Galatians 5:19–21 “Now the works of the flesh are obvious: sexual immorality, moral impurity, promiscuity, idolatry, sorcery, hatreds, strife, jealousy, outbursts of anger, selfish ambitions, dissensions, factions, envy, drunkenness, carousing, and anything similar. I am warning you about these things—as I warned you before—that those who practice such things will not inherit the kingdom of God.”
The apostle then solemnly warned the Galatians, as he had done when he was in their midst, that those who live like this, who habitually indulge in these fleshly sins will not inherit the future kingdom of God. This does not say that a Christian loses his salvation if he lapses into a sin of the flesh, but that a person who lives continually on such a level of moral corruption gives evidence of not being a child of God.
Matthew 24:13 “But the one who endures to the end will be saved.”
Matthew 10:22 “You will be hated by everyone because of my name. But the one who endures to the end will be saved.”
Ephesians 5:3–6 “But sexual immorality and any impurity or greed should not even be heard of among you, as is proper for saints. Obscene and foolish talking or crude joking are not suitable, but rather giving thanks. For know and recognize this: Every sexually immoral or impure or greedy person, who is an idolater, does not have an inheritance in the kingdom of Christ and of God. Let no one deceive you with empty arguments, for God’s wrath is coming on the disobedient because of these things.”
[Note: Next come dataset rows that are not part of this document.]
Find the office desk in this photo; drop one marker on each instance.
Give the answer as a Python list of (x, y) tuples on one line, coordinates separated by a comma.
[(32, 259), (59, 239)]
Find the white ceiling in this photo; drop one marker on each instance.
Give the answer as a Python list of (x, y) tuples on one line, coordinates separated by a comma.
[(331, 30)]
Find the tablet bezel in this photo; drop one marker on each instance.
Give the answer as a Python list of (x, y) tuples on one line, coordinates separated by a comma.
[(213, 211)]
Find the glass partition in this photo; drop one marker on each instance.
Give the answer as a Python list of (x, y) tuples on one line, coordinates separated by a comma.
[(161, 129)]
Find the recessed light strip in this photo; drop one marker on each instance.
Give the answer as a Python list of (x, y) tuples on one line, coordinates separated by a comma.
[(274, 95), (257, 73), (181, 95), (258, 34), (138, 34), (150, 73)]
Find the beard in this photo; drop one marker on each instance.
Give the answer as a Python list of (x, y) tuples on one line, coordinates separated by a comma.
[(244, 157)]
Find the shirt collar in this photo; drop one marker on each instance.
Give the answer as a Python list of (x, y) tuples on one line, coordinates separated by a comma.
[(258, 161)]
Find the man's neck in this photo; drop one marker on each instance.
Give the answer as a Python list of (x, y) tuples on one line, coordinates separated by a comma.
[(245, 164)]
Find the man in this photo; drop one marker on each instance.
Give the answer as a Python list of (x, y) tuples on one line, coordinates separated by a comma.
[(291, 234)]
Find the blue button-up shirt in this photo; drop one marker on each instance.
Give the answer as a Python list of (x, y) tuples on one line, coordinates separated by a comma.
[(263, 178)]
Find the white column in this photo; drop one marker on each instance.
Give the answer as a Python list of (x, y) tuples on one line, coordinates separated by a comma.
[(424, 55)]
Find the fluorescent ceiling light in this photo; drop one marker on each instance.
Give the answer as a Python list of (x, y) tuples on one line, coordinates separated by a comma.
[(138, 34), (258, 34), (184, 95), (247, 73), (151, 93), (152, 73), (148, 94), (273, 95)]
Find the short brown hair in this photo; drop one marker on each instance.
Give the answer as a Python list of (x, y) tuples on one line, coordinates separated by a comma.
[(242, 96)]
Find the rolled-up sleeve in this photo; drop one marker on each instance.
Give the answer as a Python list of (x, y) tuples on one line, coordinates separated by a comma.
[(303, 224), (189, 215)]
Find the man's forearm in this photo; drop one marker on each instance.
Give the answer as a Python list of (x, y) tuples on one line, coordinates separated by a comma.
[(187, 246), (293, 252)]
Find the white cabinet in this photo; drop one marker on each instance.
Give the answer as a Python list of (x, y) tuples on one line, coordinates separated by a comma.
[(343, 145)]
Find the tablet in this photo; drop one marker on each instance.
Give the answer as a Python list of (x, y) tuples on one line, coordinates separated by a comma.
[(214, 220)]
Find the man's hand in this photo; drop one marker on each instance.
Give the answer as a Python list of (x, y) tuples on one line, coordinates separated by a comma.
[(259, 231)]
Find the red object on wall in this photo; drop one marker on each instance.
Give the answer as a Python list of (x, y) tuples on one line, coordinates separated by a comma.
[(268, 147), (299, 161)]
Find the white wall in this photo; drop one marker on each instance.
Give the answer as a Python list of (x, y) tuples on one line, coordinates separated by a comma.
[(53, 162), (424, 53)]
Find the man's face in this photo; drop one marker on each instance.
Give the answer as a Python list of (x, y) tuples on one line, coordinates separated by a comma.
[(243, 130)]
Revelation 3:5 ““In the same way, the one who conquers will be dressed in white clothes, and I will never erase his name from the book of life but will acknowledge his name before my Father and before his angels.”
Matthew 26:28 “For this is my blood of the covenant, which is poured out for many for the forgiveness of sins.”
“A covenant is a binding agreement with each party having responsibility. Jesus fulfilled His already. Each Christian’s responsibility is to continue believing - and obeying.”
JLY - Need to look at covenant - how the new covenant is one-sided because God knows we can’t keep our side (like the old covenant).